Les années 1867-1870 seront marquées dans l’histoire du Japon par deux péripéties importantes que l’on confond souvent. Le mikado, après avoir renversé le shogoun, a repris l’exercice direct du pouvoir, et du même coup le gouvernement central a déposé l’aristocratie indépendante et repris l’administration du pays. Le descendant de Yéyas n’a pas même essayé de conserver un commandement déserté par la noblesse qui devait le soutenir ; celle-ci s’est résignée sans trop de murmures à résilier une autorité qu’elle ne savait plus exercer. Quelques résistances locales, quelques batailles gagnées d’avance, ont donné au coup d’état la consécration de la victoire et le facile prestige de la clémence. Une nouvelle puissance s’est substituée à l’ancienne ; une révolution qui semblait de nature à bouleverser l’état de fond en comble s’est accomplie sans tumulte, et de cette savante constitution que nous avons étudiée il n’est plus resté que des ruines. Quelles circonstances ont amené la catastrophe ? Pourquoi cette féodalité, qui semblait si solidement liée au sol, en a-t-elle été détachée soudainement et sans bruit, comme ces îlots de verdure que les grands fleuves d’Amérique rongent en silence et emportent sourdement en une nuit ? Et d’ailleurs sa disparition est-elle complète, n’en subsiste-t-il pas des débris ? Que peut-on faire encore de ces élémens épars, et quelle est la tâche de l’avenir ? Ce sont là des questions auxquelles nous essaierons de répondre.

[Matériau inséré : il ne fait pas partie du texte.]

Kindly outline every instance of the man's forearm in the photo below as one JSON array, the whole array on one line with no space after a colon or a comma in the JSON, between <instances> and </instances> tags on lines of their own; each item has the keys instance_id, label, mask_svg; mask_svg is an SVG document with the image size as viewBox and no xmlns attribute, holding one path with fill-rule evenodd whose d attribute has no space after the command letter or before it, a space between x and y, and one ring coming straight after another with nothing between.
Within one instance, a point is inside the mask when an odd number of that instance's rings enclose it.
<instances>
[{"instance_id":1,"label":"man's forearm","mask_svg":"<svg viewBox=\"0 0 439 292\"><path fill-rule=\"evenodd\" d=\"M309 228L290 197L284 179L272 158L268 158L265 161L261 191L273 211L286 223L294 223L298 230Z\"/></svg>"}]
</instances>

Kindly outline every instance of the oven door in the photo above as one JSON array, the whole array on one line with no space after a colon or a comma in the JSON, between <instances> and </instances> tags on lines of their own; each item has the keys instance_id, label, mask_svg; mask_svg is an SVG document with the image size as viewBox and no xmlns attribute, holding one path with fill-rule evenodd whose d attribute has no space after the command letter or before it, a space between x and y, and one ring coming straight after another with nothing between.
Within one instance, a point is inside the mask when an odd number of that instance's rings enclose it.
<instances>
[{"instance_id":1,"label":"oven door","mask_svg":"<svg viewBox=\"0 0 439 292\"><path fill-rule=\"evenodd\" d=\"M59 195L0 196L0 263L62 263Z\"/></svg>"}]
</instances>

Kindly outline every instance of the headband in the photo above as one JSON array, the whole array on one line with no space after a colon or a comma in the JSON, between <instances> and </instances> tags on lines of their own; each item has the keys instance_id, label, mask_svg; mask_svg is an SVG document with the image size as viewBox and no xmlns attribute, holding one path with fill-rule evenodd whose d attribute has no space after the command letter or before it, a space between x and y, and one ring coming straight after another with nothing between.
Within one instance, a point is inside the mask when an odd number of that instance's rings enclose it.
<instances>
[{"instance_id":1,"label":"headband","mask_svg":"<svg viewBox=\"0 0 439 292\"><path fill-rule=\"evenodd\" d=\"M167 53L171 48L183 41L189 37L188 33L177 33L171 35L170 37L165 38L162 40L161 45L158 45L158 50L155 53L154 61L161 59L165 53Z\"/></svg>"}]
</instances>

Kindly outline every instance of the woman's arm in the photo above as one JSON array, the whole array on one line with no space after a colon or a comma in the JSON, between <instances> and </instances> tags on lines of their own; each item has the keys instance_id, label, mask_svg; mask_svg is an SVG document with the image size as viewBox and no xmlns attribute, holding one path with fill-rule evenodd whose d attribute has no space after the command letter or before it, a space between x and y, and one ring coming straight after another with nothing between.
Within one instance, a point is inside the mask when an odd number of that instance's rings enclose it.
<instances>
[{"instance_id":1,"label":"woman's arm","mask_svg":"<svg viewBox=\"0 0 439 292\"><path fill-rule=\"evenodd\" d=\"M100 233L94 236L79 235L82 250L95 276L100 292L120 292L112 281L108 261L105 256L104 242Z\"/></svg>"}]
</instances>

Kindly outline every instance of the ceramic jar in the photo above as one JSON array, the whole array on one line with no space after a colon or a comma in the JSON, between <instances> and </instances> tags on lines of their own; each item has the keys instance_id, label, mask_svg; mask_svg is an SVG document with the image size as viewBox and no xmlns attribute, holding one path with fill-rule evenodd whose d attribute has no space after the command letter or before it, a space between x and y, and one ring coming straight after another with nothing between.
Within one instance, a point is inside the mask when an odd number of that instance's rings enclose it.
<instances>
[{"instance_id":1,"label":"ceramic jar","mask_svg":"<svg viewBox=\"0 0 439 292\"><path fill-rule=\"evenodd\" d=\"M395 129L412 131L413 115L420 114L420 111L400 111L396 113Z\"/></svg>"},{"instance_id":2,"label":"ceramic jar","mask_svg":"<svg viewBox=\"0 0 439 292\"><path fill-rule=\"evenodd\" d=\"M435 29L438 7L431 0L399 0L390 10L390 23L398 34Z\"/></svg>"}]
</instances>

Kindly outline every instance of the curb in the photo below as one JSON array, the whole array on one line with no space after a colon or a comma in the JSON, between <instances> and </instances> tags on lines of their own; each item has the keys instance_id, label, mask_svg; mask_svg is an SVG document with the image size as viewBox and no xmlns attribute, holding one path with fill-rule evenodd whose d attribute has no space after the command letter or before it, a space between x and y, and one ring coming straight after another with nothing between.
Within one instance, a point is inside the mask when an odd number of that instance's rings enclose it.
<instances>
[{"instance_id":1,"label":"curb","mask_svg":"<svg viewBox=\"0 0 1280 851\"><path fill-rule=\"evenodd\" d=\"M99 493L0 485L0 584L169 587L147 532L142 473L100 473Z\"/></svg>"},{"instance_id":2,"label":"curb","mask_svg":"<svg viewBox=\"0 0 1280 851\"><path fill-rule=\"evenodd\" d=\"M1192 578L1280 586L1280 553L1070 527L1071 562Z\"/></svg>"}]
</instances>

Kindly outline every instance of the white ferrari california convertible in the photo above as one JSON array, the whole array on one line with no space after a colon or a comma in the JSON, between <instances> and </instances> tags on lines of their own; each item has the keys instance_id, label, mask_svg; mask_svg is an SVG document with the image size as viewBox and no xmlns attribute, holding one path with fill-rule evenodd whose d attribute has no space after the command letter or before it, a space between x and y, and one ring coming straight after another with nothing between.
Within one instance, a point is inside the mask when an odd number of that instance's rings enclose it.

D’abord quelles sont les institutions du moyen âge japonais qui ont survécu au désastre ? Nous les rencontrerons dans le droit privé.

Les perturbations politiques, si complètes qu’elles soient, ne changent pas en un jour l’esprit d’une nation ni l’état de ses mœurs. Au-dessous des formes variables de gouvernement, il subsiste un élément immobile, comparable à ces couches profondes que ne troublent pas les agitations de la surface. Au régime disparu survit la société civile qui le portait et lui servait de substratum ; il ne dépend pas du régime nouveau de la transformer à son tour d’un coup de baguette. C’est une œuvre qui réclame avant tout le secours du temps. La constitution de la famille, de la propriété, de la corporation, de la commune, reste sensiblement la même, et c’est poursuivre une entreprise chimérique que de vouloir la renouveler sans tenir compte des coutumes établies, des sentimens régnans, des préjugés séculaires. Le législateur ne doit jamais toucher que d’une main timide à ces lois civiles où une nation dépose ses aspirations et ses croyances. En cette matière, toute réforme est fatale qui n’est point accompagnée d’un changement parallèle dans la direction des esprits.